Acute lung injury (ALI) with primary lung damage is categorised as the pulmonary type according to the various insults, whereas ALI without main lung injury is categorised as the extra pulmonary type. The development of ALI is influenced by extrapulmonary illnesses, such as those that affect the brain, gut, heart, liver, or kidney. In the meantime, ALI also raises the risk of a number of illnesses in extrapulmonary organs. The evidence is overwhelming in favour of interorgan networks. This is in line with the theory of traditional Chinese medicine that the lungs and the intestines are closely related. Currently, a large body of research on organ crosstalk in the lung-gut axis supports this perspective.
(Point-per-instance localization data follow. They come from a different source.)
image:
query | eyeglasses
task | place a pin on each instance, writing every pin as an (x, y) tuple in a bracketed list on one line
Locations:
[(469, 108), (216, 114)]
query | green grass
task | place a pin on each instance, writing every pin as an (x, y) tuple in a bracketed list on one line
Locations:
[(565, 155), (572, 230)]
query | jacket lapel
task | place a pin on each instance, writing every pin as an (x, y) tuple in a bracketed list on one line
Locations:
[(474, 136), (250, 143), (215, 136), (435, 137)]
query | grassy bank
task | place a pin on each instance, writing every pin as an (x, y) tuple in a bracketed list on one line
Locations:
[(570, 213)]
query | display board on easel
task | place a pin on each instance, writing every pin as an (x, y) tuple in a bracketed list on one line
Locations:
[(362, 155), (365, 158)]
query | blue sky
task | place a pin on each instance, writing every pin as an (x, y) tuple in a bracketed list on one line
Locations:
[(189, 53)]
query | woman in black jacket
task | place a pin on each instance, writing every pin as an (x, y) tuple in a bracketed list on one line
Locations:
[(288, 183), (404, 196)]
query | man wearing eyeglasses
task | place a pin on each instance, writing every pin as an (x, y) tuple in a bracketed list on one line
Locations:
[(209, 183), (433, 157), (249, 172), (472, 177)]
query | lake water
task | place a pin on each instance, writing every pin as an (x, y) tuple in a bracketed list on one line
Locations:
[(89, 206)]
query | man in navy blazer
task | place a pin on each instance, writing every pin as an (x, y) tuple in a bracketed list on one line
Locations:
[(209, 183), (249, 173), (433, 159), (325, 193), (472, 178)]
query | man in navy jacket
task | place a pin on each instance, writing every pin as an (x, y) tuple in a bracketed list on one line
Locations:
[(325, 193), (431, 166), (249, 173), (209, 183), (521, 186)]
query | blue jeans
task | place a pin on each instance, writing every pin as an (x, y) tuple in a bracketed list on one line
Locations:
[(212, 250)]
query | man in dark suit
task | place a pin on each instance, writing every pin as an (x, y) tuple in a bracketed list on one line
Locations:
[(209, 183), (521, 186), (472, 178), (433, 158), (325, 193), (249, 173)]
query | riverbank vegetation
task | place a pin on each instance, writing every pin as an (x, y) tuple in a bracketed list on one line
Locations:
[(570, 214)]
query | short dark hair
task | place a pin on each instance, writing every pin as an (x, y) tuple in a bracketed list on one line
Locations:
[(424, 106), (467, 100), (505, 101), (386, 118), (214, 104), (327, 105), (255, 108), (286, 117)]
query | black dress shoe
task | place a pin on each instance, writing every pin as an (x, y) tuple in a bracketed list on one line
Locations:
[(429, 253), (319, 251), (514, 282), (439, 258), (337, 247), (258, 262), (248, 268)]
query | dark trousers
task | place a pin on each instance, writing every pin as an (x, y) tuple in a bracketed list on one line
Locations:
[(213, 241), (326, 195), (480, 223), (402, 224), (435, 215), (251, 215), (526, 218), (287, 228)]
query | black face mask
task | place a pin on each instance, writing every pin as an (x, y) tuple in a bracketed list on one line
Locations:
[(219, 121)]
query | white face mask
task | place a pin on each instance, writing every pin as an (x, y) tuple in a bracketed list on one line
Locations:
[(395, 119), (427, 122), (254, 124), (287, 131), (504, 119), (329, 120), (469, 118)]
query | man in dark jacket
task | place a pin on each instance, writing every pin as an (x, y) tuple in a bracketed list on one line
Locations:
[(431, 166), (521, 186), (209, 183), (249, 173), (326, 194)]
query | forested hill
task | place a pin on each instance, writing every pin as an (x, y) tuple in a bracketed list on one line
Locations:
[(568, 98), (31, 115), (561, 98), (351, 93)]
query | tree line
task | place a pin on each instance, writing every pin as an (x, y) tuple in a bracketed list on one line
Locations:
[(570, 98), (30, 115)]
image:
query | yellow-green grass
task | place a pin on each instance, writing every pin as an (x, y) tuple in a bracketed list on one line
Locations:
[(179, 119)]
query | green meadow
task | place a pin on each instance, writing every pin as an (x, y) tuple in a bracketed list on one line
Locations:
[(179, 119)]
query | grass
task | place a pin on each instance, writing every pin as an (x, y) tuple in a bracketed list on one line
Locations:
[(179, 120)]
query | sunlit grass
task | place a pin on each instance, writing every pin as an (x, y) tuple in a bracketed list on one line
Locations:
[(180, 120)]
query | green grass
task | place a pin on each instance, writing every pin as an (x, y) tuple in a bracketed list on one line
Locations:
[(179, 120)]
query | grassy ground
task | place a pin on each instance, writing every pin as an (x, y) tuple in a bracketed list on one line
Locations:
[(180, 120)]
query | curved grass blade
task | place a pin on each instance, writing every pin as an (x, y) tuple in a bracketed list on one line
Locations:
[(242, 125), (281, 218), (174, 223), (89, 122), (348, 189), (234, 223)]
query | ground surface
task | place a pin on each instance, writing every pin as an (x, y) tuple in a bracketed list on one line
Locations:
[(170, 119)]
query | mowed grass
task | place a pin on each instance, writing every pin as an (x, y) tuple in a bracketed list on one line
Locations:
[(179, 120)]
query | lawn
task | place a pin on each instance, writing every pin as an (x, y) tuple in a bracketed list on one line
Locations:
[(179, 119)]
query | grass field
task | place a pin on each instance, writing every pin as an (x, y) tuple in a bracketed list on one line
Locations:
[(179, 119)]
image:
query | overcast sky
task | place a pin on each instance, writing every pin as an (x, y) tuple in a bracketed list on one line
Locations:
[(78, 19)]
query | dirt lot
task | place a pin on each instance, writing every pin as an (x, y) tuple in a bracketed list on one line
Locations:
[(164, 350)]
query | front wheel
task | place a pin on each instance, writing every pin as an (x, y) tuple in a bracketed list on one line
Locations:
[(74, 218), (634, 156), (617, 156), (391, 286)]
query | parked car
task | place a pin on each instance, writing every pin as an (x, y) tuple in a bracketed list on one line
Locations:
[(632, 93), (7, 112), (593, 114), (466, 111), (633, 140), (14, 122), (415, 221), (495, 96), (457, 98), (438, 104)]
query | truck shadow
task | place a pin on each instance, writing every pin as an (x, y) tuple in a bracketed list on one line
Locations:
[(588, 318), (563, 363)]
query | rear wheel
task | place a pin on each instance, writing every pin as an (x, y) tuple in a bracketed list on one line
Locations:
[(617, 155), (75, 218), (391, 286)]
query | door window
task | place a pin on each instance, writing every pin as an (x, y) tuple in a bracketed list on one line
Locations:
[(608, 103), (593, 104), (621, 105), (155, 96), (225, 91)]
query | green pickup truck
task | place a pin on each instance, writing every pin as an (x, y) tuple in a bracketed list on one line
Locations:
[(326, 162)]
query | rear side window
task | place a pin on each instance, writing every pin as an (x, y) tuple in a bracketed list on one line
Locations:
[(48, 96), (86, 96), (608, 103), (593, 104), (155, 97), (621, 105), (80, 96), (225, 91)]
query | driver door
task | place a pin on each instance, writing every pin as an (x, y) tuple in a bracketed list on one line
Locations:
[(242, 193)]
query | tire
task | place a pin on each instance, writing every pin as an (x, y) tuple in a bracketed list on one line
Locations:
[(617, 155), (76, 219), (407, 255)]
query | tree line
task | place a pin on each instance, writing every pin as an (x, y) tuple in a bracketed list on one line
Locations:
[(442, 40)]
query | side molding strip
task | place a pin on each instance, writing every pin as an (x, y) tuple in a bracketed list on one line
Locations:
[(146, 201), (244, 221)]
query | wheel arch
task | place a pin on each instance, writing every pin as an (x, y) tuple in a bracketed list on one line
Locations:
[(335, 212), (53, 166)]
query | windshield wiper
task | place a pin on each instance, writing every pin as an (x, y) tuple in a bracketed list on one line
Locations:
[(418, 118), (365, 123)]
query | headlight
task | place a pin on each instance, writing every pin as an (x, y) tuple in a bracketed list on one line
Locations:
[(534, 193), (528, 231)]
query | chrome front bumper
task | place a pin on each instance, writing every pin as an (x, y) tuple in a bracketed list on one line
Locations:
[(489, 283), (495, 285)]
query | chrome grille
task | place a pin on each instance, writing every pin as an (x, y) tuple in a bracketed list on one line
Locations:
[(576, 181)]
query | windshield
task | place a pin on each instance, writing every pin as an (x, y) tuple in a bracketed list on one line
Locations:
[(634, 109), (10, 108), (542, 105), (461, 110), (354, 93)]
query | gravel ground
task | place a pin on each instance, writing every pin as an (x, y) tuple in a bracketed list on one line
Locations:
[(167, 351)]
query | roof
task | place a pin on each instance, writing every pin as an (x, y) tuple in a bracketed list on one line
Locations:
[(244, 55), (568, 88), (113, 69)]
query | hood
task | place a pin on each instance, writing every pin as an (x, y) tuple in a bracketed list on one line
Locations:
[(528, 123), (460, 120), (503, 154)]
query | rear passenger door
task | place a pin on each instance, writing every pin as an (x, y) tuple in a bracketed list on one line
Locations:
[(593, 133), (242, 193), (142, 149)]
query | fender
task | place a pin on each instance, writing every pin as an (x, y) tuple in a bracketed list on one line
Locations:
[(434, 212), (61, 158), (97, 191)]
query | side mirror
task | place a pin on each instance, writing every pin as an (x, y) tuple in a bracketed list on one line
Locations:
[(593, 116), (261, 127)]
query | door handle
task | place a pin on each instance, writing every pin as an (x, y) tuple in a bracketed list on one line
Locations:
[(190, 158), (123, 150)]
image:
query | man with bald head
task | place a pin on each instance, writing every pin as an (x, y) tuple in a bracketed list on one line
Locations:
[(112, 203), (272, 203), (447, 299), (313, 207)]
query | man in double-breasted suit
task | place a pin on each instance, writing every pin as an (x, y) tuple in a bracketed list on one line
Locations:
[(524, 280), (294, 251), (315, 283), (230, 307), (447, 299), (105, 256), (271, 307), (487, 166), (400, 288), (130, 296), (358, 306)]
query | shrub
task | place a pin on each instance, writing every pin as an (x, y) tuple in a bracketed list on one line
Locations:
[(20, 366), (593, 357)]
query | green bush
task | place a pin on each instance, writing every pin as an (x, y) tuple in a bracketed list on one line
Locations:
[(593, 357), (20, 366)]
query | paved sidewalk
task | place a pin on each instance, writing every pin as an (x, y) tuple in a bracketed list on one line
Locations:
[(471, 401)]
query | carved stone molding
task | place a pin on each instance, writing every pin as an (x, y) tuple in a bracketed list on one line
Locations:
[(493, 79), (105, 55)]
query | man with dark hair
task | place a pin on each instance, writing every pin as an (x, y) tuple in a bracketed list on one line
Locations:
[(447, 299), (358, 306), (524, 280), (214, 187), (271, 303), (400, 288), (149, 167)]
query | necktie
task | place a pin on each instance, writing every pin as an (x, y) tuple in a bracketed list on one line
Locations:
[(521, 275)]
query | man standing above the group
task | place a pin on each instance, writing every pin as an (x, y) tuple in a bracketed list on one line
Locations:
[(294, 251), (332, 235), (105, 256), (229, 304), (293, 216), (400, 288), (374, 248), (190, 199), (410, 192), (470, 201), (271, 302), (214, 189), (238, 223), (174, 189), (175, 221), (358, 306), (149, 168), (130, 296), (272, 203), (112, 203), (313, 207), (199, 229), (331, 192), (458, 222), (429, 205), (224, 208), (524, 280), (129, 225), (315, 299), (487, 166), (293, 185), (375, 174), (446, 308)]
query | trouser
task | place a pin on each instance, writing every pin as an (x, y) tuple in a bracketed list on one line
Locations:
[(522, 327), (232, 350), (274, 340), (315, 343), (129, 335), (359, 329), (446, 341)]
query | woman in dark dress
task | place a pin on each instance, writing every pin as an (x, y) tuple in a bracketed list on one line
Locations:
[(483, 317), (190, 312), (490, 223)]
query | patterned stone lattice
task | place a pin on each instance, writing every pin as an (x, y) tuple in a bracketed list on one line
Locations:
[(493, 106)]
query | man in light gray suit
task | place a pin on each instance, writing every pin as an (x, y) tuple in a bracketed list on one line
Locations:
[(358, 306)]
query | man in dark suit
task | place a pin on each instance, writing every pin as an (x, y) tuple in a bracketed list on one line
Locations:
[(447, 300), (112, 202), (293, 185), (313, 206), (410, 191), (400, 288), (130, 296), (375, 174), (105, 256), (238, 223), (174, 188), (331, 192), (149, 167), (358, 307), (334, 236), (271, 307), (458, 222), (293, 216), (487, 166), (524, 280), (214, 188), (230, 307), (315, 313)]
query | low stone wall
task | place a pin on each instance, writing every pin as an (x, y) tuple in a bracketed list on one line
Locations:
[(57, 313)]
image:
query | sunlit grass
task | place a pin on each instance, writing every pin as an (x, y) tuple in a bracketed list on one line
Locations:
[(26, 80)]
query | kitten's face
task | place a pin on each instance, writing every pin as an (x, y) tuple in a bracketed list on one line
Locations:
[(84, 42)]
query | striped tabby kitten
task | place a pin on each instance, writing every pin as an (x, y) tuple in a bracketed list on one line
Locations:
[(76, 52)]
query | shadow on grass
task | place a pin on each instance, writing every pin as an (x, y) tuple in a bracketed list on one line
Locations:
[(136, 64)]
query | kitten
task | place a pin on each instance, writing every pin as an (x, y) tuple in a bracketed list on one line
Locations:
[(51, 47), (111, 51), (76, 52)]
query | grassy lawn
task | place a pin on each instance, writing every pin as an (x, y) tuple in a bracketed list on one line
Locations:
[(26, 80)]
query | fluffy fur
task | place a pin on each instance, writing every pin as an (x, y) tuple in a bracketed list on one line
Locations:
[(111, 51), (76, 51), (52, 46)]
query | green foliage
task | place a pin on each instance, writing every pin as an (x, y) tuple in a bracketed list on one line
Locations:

Patients with asthma were observed in terms of structure and function. Furthermore, inflammatory bowel disease diagnosis was three times more common in individuals with Chronic Obstructive Pulmonary Disease (COPD). Studies showed that the microbiome was one of several pathways that mediated the bidirectional lung-gut axis. Bacteria were shown to be capable of moving from the intestines to the lungs in cases of sepsis and ARDS. Mice can be protected from SFB lung infection by segmental filamentous bacteria (SFB) in the intestines of mice by microbes that are activated in intestinal epithelial cells and immune cells may cause local cytokine reactions, inflammatory reactions, and ultimately, distant immunological reactions in the lung. These findings revealed that the connection between the gut and the lung was created by a number of mechanisms, including microbial seeding, metabolites, circulatory immune cells, and cytokines.
Conclusion
A practical and theoretical approach to treating illnesses has been evolved over thousands of years in traditional medicine. Chinese traditional medicine practitioners nevertheless have acquired information about disease pathology and herbal pharmacology within their medical experiences, despite the dearth of properly structured investigations and trials.
Copyright: © 2022 Jhonson H. This is an open access article distributed under the terms of the Creative Commons Attribution License, which permits unrestricted use, distribution, and reproduction in any medium, provided the original work is properly cited.